Discussion Questions
1. How can we examine mechanisms of causal relationships rather than simply showing whether the treatment causes changes in the outcome?
2. What are the differences between a moderator and a mediator?
3. What experimental designs make it possible to randomly manipulate the mediator as well as the treatment? Is it possible to randomly manipulate the mediator? What are the differences between randomization of the treatment and that of the mediator? Why randomization of the mediator is important to estimate the treatment effects?

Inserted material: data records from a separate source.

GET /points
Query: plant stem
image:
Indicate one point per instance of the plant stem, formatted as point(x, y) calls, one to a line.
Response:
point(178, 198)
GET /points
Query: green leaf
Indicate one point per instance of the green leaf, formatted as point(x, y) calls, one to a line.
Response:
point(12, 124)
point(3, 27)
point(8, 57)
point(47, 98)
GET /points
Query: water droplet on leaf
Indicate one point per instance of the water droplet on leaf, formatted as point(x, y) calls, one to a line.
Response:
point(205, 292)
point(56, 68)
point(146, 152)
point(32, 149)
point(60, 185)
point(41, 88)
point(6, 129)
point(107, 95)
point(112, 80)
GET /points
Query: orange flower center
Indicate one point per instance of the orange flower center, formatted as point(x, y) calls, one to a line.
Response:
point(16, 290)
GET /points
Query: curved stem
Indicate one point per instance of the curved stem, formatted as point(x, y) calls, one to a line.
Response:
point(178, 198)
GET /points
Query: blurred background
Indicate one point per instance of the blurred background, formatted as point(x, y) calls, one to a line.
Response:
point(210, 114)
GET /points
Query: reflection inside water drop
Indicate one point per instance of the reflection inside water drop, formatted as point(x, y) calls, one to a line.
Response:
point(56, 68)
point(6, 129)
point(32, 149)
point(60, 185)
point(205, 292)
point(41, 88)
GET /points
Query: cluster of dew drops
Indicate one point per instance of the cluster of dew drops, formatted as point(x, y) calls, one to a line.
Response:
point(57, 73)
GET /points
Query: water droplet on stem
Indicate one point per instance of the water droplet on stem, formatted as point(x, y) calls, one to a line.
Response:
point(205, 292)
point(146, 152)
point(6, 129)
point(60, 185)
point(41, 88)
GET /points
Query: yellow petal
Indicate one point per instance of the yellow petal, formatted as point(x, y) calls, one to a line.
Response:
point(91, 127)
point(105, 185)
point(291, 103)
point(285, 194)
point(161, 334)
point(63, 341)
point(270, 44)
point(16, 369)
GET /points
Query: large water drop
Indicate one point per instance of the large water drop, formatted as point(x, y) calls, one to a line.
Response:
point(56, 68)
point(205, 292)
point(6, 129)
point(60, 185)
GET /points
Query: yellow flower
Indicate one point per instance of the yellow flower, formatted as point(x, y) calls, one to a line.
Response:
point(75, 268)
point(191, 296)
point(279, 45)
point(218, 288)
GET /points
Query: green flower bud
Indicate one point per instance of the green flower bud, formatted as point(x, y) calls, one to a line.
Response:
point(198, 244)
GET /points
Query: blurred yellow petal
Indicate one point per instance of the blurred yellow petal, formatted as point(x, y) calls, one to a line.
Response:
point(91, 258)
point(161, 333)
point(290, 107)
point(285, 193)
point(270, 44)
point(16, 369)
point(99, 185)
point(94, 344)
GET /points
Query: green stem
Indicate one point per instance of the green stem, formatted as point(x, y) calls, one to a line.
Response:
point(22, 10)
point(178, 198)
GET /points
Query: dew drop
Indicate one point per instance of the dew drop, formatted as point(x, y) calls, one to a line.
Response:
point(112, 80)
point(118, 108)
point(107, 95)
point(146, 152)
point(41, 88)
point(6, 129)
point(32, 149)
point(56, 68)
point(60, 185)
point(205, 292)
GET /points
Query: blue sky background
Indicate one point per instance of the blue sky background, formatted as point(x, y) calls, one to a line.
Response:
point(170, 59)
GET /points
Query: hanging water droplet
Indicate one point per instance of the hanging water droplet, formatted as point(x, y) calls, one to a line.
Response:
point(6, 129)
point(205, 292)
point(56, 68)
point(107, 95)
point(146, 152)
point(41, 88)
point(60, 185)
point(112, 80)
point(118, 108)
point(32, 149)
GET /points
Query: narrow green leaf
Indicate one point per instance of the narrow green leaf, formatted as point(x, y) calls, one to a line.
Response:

4. What additional considerations are required when there are multiple mediators?

References
Baron, R.M. and Kenny, D.A., 1986. The moderator–mediator variable distinction in social psychological research: Conceptual, strategic, and statistical considerations. Journal of personality and social psychology, 51(6), p.1173.
Bhavnani, R.R., 2009. Do electoral quotas work after they are withdrawn? Evidence from a natural experiment in India. American Political Science Review, 103(1), pp.23-35.
Druckman, J.N. and Nelson, K.R., 2003. Framing and deliberation: How citizens' conversations limit elite influence. American Journal of Political Science, 47(4), pp.729-745.
Gerber, A.S. and Green, D.P., 2012. Field experiments: Design, analysis, and interpretation. WW Norton.
Imai, K. and Yamamoto, T., 2013. Identification and sensitivity analysis for multiple causal mechanisms: Revisiting evidence from framing experiments. Political Analysis, 21(2), pp.141-171.
Levitt, S.D. and Wolfram, C.D., 1997. Decomposing the sources of incumbency advantage in the US House. Legislative Studies Quarterly, pp.45-60.